Специалисты по кибербезопасности компании «Доктор Веб» выявили новую масштабную кампанию по распространению вредоносного ПО семейства FakeApp через официальный магазин Google Play. Суммарное количество загрузок зараженных приложений превысило 2,16 миллиона, что указывает на серьезный масштаб угрозы.
Особенности работы трояна и механизмы маскировки
Основной функционал Android.FakeApp заключается в перенаправлении пользователей на нежелательные веб-ресурсы. При этом особый интерес представляет модификация Android.FakeApp.1669, использующая инновационный метод скрытой коммуникации через DNS-запросы для получения команд управления.
Техническая реализация DNS-коммуникации
Вредоносное ПО использует модифицированную версию библиотеки dnsjava для осуществления DNS-запросов к управляющим серверам. Примечательно, что троян активируется только при подключении через определенных провайдеров мобильного интернета, что затрудняет его обнаружение при анализе.

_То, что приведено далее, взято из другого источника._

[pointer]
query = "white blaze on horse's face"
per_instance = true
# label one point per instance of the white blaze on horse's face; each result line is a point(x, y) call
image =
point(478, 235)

Механизм получения конфигурации
Процесс работы трояна включает несколько этапов шифрования и кодирования данных:
— Отправка DNS-запроса к серверу управления
— Получение зашифрованной TXT-записи
— Многоступенчатая расшифровка конфигурации
— Загрузка вредоносного контента через полученные URL
Маскировка под легитимные приложения
Злоумышленники распространяют троян под видом различных утилит и игр. Каждая версия вредоносного ПО имеет уникальную конфигурацию и привязку к определенным доменным именам, что позволяет операторам управлять различными версиями трояна независимо друг от друга.
Для защиты от подобных угроз рекомендуется устанавливать приложения только из проверенных источников, внимательно читать отзывы пользователей и регулярно обновлять антивирусное программное обеспечение. Также важно обращать внимание на запрашиваемые приложением разрешения и проявлять особую осторожность при предоставлении доступа к системным функциям устройства.